Tapi, sejak Januari 2019, Go-Viet sudah bisa melayani seluruh distrik di Ho Chi Minh, yang terdiri dari 19 distrik urban dan 5 distrik penyangga. Artinya, warga di daerah pinggiran kota seperti Cu Chi, Hoc Mon, Binh Chanh, Nha Be, dan Can Gio dapat memesan Go-Viet. Namun, realitas di lapangan tidaklah demikian.

Saya sempat mencoba memesan Go-Viet dari terminal bus Củ Chi, sekitar 30 kilometer dari pusat kota Ho Chi Minh, menuju Đông Hưng Thuận di Distrik 12, dengan jarak tempuh sekitar 22 kilometer.

Saat memesan lewat Go-Viet, saya membutuhkan sekitar 30 menit untuk menemukan pengemudi yang mau mengantar. Pada waktu berbeda, saat memesan via aplikasi Grab, proses pemesanan hanya butuh tak kurang dari 2 menit.

"Di Củ Chi memang masih jarang. Kalaupun ada yang mau ambil, biasanya enggak mau mengantar jauh-jauh," kata Dinh Anh Ngo, pengemudi Go-Viet yang mengantar saya.

Infografik HL Indepth Gojek Vs Grab

Infografik Para Investor Go-Jek & Grab. tirto.id/Lugas

Langkah 'Bakar Uang' Diladeni Grab

Cheng Tuyen, jurnalis di Techbike.vn, mengatakan langkah akuisisi Grab terhadap Uber pada 2018 membuat dominasi Grab di Vietnam semakin tak tergantikan.
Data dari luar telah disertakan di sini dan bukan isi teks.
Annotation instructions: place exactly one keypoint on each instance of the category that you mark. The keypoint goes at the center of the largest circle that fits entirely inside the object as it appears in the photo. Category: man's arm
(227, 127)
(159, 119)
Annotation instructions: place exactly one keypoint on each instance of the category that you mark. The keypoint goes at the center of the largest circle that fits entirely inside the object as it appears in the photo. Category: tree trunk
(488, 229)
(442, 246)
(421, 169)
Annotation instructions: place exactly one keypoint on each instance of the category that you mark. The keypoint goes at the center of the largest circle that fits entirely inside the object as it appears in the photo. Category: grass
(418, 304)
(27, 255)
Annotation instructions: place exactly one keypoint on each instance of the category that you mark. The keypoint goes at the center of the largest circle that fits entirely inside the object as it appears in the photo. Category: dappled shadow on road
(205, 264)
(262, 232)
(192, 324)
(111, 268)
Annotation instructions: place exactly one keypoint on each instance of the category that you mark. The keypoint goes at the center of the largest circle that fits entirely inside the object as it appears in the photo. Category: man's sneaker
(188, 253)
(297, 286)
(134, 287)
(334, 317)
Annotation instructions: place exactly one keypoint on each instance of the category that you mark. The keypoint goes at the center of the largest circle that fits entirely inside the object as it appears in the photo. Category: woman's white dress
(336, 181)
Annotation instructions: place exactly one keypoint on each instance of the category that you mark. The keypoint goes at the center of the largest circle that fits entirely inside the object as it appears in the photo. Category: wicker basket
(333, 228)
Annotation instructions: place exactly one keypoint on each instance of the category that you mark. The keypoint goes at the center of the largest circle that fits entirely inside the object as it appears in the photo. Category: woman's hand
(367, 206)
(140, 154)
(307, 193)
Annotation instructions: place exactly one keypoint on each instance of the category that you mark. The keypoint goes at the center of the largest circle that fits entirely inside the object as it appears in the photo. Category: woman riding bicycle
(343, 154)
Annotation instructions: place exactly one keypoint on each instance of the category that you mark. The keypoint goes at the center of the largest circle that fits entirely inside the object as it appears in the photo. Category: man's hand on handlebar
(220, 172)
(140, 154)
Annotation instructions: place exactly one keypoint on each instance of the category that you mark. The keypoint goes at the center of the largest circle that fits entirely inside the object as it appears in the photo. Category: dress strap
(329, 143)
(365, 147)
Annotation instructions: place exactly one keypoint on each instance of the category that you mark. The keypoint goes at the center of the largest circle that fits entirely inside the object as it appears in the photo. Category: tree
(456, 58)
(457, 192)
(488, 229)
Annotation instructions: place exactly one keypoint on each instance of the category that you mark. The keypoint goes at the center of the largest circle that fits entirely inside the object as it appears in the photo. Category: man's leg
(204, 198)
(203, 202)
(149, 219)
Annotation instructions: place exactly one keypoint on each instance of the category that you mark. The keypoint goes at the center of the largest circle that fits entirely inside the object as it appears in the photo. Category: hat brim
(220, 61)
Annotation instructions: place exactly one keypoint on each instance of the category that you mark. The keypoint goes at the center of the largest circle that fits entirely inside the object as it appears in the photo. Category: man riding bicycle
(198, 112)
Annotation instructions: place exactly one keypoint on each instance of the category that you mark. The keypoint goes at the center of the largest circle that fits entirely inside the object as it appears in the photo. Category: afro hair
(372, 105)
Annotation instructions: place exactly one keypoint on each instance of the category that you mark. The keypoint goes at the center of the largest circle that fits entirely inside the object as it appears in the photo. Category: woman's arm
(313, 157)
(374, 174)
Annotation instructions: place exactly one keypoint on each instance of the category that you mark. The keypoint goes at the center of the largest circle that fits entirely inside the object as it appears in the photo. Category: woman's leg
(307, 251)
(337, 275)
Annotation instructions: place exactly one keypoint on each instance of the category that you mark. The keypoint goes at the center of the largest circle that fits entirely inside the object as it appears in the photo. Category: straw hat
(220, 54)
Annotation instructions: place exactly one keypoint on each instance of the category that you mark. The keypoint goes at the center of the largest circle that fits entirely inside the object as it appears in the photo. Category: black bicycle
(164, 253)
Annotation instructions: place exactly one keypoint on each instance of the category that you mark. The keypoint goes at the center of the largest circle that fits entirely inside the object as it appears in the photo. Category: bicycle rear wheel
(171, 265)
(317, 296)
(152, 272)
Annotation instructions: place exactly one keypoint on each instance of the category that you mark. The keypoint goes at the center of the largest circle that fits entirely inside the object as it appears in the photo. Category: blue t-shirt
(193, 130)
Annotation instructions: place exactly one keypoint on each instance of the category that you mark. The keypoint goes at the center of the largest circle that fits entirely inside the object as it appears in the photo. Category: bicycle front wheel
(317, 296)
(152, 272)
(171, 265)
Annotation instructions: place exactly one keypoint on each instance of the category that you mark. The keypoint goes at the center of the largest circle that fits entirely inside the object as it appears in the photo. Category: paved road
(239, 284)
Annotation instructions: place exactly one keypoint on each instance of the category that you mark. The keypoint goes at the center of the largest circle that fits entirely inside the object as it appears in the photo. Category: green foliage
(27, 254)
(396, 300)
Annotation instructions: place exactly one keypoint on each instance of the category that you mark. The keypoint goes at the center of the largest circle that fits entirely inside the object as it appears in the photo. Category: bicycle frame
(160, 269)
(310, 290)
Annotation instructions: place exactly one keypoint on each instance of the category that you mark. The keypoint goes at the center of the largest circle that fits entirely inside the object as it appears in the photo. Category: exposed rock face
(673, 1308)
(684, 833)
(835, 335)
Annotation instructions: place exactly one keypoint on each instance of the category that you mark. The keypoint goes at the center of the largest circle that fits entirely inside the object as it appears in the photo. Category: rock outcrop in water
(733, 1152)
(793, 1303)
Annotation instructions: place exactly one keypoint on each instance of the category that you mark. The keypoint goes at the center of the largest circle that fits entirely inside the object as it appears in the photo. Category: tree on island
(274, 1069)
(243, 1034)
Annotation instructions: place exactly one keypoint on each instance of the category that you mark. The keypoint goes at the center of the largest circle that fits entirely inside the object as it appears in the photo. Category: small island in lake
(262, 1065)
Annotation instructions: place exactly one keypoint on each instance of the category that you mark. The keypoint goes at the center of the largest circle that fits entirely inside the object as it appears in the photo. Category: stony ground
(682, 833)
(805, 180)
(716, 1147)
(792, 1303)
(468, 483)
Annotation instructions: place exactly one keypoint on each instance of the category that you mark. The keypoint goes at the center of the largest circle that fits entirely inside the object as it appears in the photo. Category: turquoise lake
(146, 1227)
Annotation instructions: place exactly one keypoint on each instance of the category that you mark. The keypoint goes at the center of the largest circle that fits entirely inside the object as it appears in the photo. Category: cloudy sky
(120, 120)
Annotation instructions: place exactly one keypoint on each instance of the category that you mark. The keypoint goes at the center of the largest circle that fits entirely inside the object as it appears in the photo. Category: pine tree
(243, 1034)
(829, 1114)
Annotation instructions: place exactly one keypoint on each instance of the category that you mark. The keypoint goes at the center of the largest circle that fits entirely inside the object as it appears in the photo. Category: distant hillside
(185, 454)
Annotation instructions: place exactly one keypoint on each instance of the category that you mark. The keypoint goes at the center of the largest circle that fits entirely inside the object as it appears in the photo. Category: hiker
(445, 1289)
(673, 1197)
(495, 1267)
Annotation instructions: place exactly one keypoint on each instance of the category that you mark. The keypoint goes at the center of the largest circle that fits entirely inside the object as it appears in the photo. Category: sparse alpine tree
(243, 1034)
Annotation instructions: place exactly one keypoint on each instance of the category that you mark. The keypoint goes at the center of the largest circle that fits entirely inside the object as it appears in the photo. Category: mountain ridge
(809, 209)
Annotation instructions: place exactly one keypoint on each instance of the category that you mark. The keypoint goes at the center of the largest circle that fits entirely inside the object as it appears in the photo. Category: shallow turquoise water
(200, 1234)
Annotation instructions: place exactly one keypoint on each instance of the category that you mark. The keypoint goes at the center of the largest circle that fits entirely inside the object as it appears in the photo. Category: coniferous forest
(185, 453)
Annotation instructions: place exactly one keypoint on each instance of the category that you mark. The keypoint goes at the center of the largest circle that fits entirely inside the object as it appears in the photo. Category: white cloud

Monopoli ini membuat kebijakan Grab semakin diperketat dan program bonus kepada pengemudi dan penumpang jadi berkurang.

Itulah mengapa ketika Go-Viet diluncurkan, antusiasme orang terhadap Go-Viet membeludak. Ia mengatakan saat kali pertama dibuka, antrean pendaftar mencapai 100 meter.

"Go-viet merekrut hampir 500 pengemudi per hari. Bahkan terkadang mereka harus antre lagi keesokan harinya karena kapasitas kantor yang tak memadai," katanya.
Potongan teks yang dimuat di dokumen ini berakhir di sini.